There are literally thousands of governmental entities whose governing boards are appointed by one or more general governmental entities or officials (for example, a state governor or county commissions), but the power to remove a member of the board is limited to removal for cause and, perhaps, reserved only to the state governor. Potentially affected municipal issuers include port and airport authorities, public hospital districts, public housing authorities, turnpike, bridge and expressway authorities and similar entities. If Treasury adopts the proposed regulations in their current form, the status of these entities as political subdivisions will have to be analyzed anew. If one of these entities does not have control features that are sufficient to satisfy the benchmarks identified in the proposed regulations, the entity may need to seek formal guidance from the IRS as to its status for federal income tax purposes.

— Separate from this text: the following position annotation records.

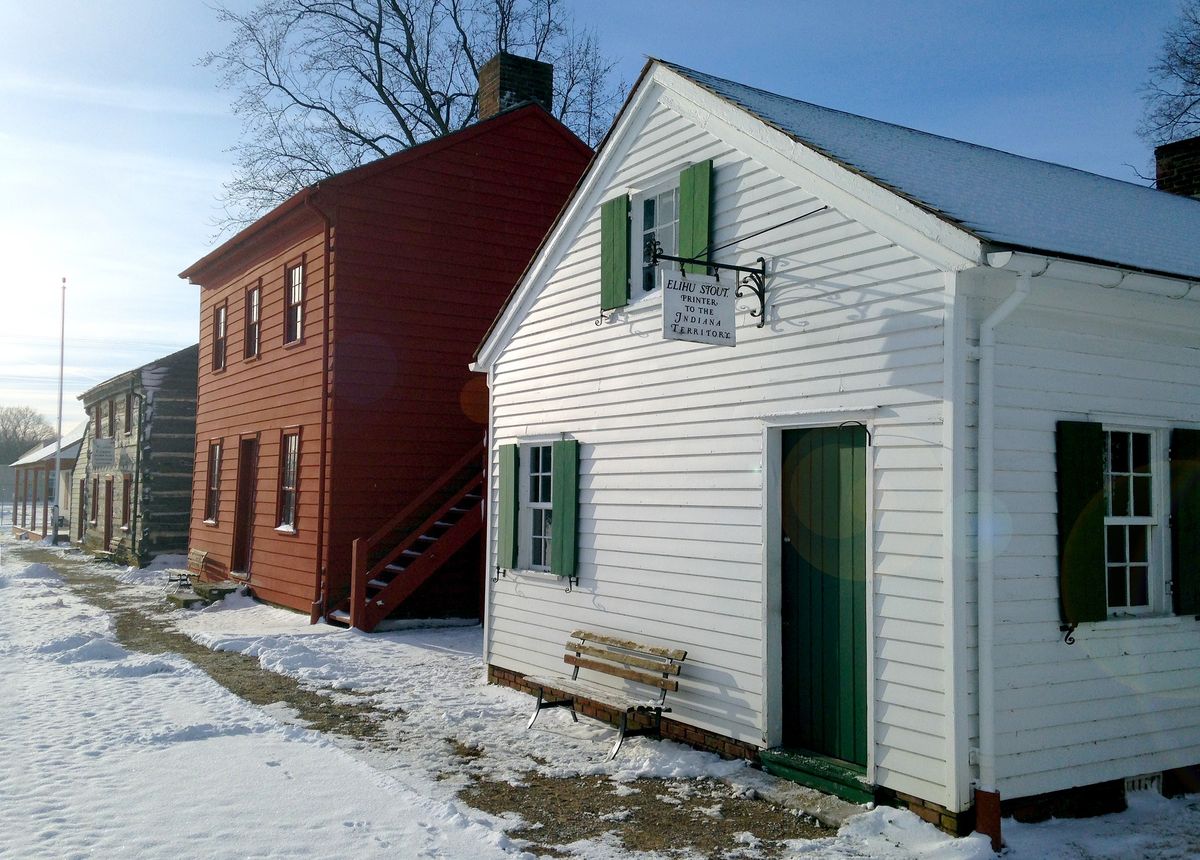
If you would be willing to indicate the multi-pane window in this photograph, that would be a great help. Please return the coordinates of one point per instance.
(1129, 521)
(253, 311)
(220, 320)
(289, 468)
(213, 485)
(538, 505)
(293, 323)
(659, 222)
(126, 500)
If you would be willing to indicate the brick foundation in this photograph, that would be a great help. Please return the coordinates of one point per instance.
(954, 823)
(1075, 803)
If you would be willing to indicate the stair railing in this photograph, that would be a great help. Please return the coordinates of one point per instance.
(363, 547)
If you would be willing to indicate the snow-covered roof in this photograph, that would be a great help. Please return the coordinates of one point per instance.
(71, 443)
(1001, 198)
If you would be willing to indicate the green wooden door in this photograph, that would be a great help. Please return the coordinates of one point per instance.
(825, 591)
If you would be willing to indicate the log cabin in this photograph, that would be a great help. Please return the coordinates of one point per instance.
(339, 449)
(132, 482)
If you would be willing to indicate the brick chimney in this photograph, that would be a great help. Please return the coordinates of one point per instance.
(507, 80)
(1177, 167)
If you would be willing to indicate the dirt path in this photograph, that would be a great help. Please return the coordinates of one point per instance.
(672, 817)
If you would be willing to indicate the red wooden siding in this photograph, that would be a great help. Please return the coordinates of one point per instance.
(427, 246)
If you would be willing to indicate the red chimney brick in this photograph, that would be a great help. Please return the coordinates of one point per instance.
(1177, 167)
(507, 80)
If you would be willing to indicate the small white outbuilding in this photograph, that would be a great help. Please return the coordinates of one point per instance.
(927, 517)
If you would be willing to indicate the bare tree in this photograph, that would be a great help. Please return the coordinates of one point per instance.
(325, 85)
(22, 428)
(1173, 92)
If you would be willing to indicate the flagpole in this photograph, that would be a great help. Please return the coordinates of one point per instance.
(58, 435)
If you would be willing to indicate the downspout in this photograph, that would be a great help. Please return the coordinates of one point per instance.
(321, 595)
(987, 797)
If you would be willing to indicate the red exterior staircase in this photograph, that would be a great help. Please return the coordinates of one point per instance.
(413, 546)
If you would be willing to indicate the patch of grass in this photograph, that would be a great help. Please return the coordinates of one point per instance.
(667, 816)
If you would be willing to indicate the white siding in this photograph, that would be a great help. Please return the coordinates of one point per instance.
(671, 492)
(1125, 698)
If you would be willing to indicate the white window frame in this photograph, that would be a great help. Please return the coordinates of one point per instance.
(1158, 555)
(527, 518)
(637, 230)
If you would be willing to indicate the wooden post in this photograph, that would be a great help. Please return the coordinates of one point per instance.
(358, 583)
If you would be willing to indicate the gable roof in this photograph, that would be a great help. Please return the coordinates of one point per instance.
(298, 209)
(1001, 198)
(70, 450)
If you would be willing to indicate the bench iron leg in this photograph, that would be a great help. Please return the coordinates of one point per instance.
(543, 705)
(621, 737)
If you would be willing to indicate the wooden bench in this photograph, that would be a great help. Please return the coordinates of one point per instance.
(196, 561)
(648, 666)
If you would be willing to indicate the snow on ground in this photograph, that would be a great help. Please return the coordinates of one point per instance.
(112, 753)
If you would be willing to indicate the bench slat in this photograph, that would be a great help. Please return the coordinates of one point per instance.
(669, 653)
(629, 660)
(669, 684)
(613, 698)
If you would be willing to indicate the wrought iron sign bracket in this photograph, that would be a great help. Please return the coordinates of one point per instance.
(754, 278)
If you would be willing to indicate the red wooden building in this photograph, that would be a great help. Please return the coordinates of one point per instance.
(339, 428)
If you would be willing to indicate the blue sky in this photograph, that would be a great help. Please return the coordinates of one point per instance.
(114, 140)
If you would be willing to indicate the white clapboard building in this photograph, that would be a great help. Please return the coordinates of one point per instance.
(925, 527)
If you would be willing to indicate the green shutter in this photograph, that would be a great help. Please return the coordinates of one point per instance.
(507, 530)
(1083, 589)
(695, 211)
(1186, 521)
(565, 506)
(615, 253)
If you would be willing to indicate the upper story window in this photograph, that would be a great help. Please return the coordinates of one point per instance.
(220, 322)
(1133, 522)
(293, 322)
(655, 217)
(253, 320)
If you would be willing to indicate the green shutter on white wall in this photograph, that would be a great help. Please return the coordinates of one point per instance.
(1186, 521)
(615, 253)
(565, 506)
(1079, 456)
(507, 529)
(695, 212)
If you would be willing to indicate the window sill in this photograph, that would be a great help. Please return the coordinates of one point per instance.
(534, 572)
(1126, 625)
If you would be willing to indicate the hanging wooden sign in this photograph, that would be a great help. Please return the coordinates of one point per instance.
(699, 308)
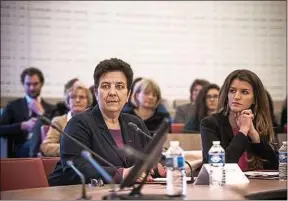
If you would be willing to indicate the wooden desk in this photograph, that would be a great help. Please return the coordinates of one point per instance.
(263, 189)
(73, 192)
(256, 189)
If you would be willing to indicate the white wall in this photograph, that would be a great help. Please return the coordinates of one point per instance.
(171, 42)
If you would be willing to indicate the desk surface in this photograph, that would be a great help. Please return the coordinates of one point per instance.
(263, 189)
(96, 193)
(193, 192)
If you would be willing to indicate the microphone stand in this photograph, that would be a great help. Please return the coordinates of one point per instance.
(83, 194)
(136, 192)
(138, 130)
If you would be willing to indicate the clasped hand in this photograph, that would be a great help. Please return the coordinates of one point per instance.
(244, 120)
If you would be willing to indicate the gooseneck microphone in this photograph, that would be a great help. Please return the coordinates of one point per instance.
(129, 151)
(138, 130)
(82, 177)
(104, 174)
(88, 157)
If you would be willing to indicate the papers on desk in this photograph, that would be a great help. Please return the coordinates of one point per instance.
(163, 180)
(262, 175)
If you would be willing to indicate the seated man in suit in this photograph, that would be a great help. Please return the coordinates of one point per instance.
(19, 116)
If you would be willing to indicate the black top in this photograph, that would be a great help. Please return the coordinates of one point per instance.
(153, 122)
(90, 129)
(216, 127)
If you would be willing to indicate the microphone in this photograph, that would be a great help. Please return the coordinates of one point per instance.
(135, 153)
(130, 151)
(96, 165)
(107, 177)
(138, 130)
(83, 194)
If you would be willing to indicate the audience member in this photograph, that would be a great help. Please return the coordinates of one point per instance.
(147, 97)
(78, 98)
(184, 112)
(61, 106)
(243, 126)
(19, 116)
(60, 109)
(103, 129)
(94, 101)
(206, 104)
(131, 102)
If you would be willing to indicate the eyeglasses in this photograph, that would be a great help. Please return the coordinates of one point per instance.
(74, 97)
(212, 96)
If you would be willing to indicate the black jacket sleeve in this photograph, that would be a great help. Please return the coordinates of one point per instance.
(267, 153)
(70, 150)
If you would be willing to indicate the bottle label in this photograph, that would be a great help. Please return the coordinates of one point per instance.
(216, 158)
(282, 157)
(175, 162)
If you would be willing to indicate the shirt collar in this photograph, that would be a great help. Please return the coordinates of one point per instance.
(29, 99)
(69, 116)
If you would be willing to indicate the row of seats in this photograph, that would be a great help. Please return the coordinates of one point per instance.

Also, the Preamble to the proposed regulations states that the proposed regulations would not apply for purposes of the rules covering retirement plans sponsored by state and local governmental entities under Section 414(d) of the Internal Revenue Code. But the definition of a political subdivision is relevant for many other purposes under the Code, such as exemptions from income taxes, payroll tax matters, special depreciation rules, the rules on charitable contributions and many other tax sensitive matters. It is not clear what effect, if any, the proposed regulations will have on the status of an entity as a political subdivision under these other provisions. Additionally, the definition of “political subdivision” for purposes of federal securities laws has also utilized the IRS definition by analogy. If narrowed as proposed, would that also affect the exemption from registration under federal securities laws for bonds issued by these governmental entities?
What About Bonds That are Already Outstanding?
The regulations are merely proposed at this point. If Treasury finalizes these regulations, the final regulations will apply to bonds issued more than 90 days after the effective date of the final regulations, which is the date that Treasury publishes the final regulations in the Federal Register. However, the final regulations will not apply to any current or advance refunding bonds issued after the effective date of the final regulations that are issued to refund bonds issued before the effective date, as long as the refunding bonds do not extend the remaining weighted average maturity of the refunded bonds.
What You Can Do
It is very important that the Treasury and IRS be made aware of the sweeping (perhaps unintended) effects the Proposed Regulations could have on a variety of traditional municipal issuers. You can comment on the proposed regulations, either by uploading documents or typing the comments in directly, on the federal government’s regulations website. As noted earlier, comments are due by 11:59 p.m. EDT on May 23. If you want to speak at the IRS hearing in Washington DC on June 6, you must submit a request by May 23.